Appellante heeft verzocht om vergoeding van de kosten van rechtsbijstand in beroep en hoger beroep.
Het Uwv heeft te kennen gegeven akkoord te gaan met een veroordeling in de proceskosten.
Aanleiding bestaat om het Uwv te veroordelen in de kosten voor rechtsbijstand die appellante in verband met de behandeling van het beroep en het hoger beroep redelijkerwijs heeft moeten maken. Deze kosten worden, ingevolge het Besluit proceskosten bestuursrecht begroot op € 1.518,- in beroep (1 punt voor het indienen van het beroepschrift en 1 punt voor het verschijnen ter zitting) en € 1.518,- in hoger beroep (1 punt voor het indienen van het hogerberoepschrift en 1 punt voor het bijwonen van de zitting), in totaal € 3.036,-.

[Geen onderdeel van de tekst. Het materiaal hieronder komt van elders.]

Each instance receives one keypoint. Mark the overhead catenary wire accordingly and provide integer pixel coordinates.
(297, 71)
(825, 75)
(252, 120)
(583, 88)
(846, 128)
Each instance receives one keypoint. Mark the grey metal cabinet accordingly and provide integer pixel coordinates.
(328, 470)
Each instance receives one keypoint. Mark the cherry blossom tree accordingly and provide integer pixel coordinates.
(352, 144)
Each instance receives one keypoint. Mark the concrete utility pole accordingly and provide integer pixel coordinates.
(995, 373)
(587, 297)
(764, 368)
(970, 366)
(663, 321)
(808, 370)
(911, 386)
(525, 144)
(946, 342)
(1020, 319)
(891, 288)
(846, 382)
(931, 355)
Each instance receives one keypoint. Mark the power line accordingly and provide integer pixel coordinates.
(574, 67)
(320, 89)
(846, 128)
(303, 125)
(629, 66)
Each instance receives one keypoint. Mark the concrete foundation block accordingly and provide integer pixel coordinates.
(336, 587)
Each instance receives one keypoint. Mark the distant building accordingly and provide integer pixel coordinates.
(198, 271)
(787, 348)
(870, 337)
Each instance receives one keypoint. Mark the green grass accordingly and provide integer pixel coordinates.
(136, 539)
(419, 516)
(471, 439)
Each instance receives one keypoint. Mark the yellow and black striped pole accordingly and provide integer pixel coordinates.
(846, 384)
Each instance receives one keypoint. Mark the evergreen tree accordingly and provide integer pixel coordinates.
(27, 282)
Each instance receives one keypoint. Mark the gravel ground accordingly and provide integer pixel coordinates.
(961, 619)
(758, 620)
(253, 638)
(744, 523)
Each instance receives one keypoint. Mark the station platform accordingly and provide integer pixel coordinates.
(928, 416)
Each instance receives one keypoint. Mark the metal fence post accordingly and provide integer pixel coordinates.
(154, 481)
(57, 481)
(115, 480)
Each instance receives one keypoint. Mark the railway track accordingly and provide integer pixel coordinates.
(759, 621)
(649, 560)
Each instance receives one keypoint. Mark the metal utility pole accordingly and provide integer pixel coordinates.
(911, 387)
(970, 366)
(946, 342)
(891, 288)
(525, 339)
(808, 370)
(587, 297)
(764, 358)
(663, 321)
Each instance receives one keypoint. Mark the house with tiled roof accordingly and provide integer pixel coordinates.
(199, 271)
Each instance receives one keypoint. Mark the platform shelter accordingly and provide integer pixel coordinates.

Voor vergoeding van het betaalde griffierecht kan appellante zich rechtstreeks tot het Uwv wenden.

BESLISSING

De Centrale Raad van Beroep veroordeelt het Uwv in de proceskosten van appellante tot een bedrag van € 3.036,-.
Deze uitspraak is gedaan door A.I. van der Kris, in tegenwoordigheid van E.X.R. Yi als griffier. De beslissing is uitgesproken in het openbaar op 24 augustus 2022.